日航をめぐる問題は、いよいよチキンレースの大詰めになってきたという印象をうけます。日航再建を主導する企業再生支援機構は、100%減資とすべきという意見も当然強いそうで、そうなると日航の上場廃止の可能性が濃厚になってきます。市場でも株の売りが殺到し、ストップ安となったようです。


ただ、日航もANAも、株主優待券の発行などで、株を顧客囲い込みの手段としてきたので、上場廃止となると、イメージダウンするという問題だけでなく、顧客の流出も当然想定されます。
日航の株式保有状況を見てみると、個人株主がどんどん増えてきており、平成15年3月末で40.5%であった保有割合が、平成21年3月末には58.8%を占めるまでなっています。また個人株主が1000万人 38万人を超えているので、上場廃止となると顧客流出は当然起こってきます。(ちなみにANAは、平成21年3月末で、個人株主の保有割合は46.3%)さて筋を通すか、顧客流出を防ぐのか、どちらを選ぶのでしょうか。
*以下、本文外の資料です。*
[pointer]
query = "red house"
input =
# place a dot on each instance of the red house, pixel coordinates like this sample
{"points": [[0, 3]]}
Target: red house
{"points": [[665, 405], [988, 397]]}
企業年金問題も、いよいよ大詰めにむかっています。OBの人たちの三分の二の同意にはまだほど遠いようです。締め切りを
延長するそうですが、公的資金導入が行われる以上、国民の理解を得られないと思うだけに、同意を得るまでもなく、企業年金の解散というのが筋だというのが世論の流れだと思えます。最後の切り札に、OBの人たちがどう反応するのでしょうか。OBの人たちに同意書を出すように電話での説得にで追い込みをかけているようですが、それこそ、OBの人たちが自ら判断し、自ら行動すべきことでしょう。企業年金への信頼が大きく揺らぎはじめているわけですが、これほど産業の交代が激しい時代に、右肩上がりの成長を前提とし、社員を囲い込もうという制度がもつわけありません。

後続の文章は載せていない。